一方秀吉は5万の大軍であったと云われています。
賤ヶ岳はびわ湖の北にあります。標高は422m。
若いころは歩いて登ったものですが、さすがに前回行った時には(5年前)ロープウェイに乗りました。
賤ヶ岳合戦々没者霊地
合戦図
余呉湖を挟んで、手前に秀吉が布陣し、向こう側に勝家が布陣しました。
両軍はすぐに攻撃に出ないで睨み合いの状態となり、その間に城や砦を築いたと云われています。

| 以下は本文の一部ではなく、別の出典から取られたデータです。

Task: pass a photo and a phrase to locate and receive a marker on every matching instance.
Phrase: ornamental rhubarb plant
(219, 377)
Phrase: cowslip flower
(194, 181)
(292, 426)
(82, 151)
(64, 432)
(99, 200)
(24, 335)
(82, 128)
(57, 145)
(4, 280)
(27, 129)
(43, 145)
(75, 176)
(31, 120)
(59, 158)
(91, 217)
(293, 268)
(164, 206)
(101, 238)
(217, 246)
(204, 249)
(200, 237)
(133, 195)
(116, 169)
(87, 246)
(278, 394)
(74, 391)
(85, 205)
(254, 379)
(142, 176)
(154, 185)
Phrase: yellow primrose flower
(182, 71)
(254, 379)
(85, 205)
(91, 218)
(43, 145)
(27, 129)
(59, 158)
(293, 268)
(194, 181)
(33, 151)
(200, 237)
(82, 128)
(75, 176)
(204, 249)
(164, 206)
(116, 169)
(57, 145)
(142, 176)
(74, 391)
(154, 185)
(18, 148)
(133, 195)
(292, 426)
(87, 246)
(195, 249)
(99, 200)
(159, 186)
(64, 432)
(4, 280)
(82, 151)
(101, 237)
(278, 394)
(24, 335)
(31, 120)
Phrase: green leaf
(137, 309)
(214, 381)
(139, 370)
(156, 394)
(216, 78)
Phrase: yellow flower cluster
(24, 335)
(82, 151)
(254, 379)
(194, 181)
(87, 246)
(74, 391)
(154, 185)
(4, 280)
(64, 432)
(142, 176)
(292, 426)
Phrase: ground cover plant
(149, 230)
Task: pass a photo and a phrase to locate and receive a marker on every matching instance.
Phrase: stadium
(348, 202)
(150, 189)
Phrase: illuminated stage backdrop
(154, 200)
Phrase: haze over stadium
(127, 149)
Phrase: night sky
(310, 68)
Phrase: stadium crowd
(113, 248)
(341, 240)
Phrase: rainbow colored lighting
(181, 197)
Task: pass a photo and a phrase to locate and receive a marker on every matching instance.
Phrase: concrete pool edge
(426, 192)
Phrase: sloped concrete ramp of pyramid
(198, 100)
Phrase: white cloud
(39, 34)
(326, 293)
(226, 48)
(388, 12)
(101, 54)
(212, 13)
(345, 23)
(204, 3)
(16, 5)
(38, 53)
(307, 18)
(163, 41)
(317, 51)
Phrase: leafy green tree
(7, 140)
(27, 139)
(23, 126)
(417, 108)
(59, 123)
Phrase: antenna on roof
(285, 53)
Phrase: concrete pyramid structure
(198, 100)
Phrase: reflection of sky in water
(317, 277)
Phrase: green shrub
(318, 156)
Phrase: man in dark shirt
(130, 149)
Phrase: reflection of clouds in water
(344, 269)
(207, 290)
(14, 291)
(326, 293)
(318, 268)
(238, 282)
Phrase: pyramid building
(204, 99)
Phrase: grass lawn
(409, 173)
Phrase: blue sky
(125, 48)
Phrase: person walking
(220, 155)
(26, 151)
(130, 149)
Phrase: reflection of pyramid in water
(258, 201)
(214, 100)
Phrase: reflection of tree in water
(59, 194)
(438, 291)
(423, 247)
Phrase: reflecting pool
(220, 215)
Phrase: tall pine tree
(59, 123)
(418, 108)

そんな膠着状態を破ったのが前回の記事にも書いた信孝の挙兵です。
4月16日、秀吉は馬回り1万余を率いて即座に岐阜に向かいました。
4月19日、秀吉のいない隙を突いて、佐久間盛政が大岩山に攻撃をかけると、秀吉軍最前線の中川清秀が討死、岩崎山の高山右近も退却しました。
好機到来とばかり佐久間盛政は敵陣に深く入り込み、それを心配した勝家の撤退命令を無視して大岩山・岩崎山を占領し続けました。
武将の像
秀吉が大垣で中川清秀討死の知らせを受けたのは翌20日の正午過ぎ。
早くもその日の午後4時頃に大垣を出立し、木之本の本陣に到着したのはわずか5時間後でした。

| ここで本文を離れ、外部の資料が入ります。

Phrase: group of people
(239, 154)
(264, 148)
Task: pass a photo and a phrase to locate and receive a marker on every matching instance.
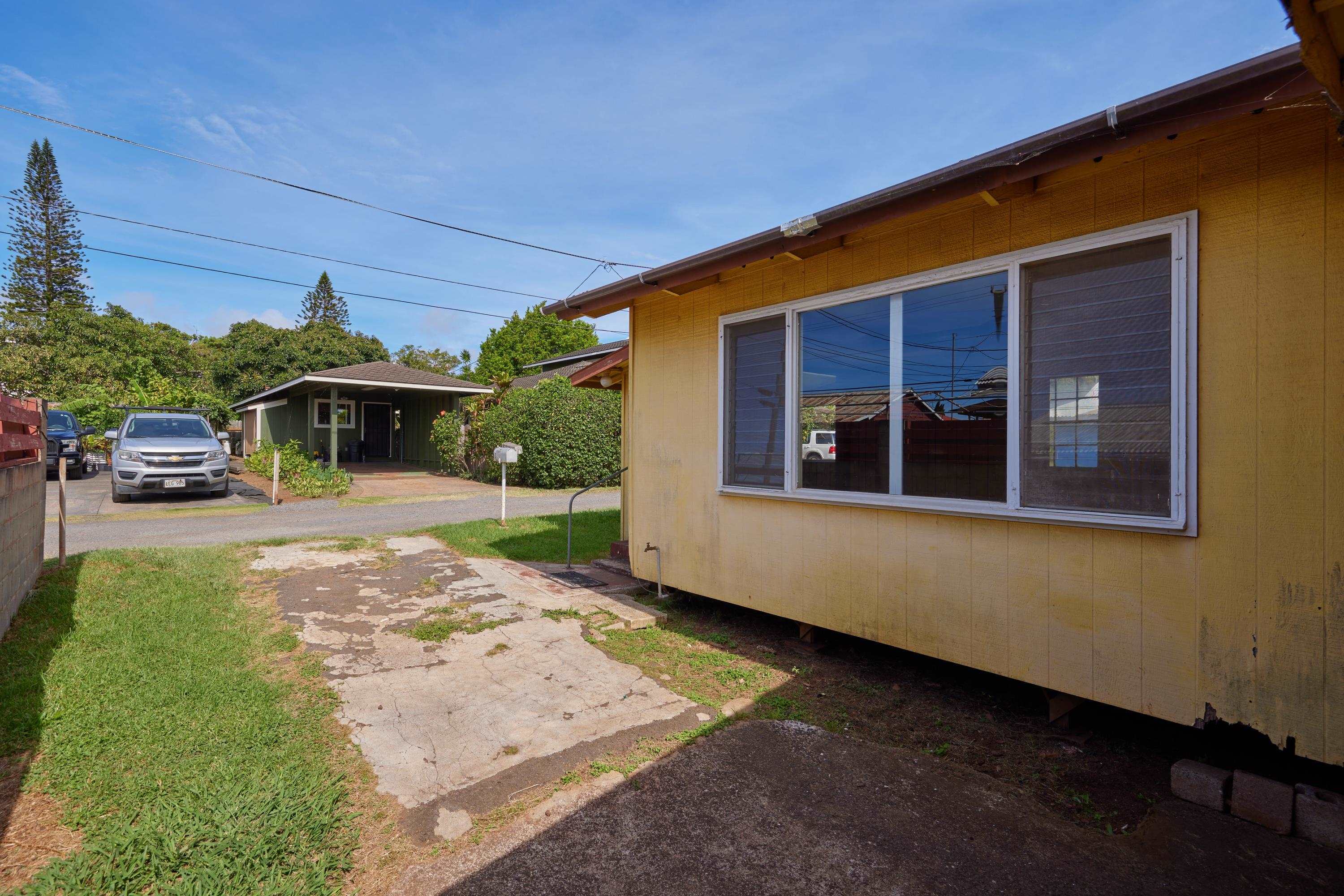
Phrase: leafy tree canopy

そして兵を休めることなく、そのまま佐久間盛政隊の追撃戦を始めたのです。
これは秀吉の得意技ですね。
備中高松から引き返した「中国大返し」の経験もあり、今回の「美濃大返し」は、あらかじめ予想される手筈はすべて整えられていたと云います。
佐久間盛政は、この予想外の秀吉の動きに仰天
・・秀吉の得意技を知らなかったのですね。
占領した敵陣を捨て、慌てて退却し始めました。
それに対して、秀吉軍には弟の秀長も援軍に加わり、勢いを増して追撃してきます。
しかし意外にも佐久間盛政隊がうまく退却したため、今度は柴田勝政(佐久間盛政の弟で勝家の養子)の隊が標的にされます。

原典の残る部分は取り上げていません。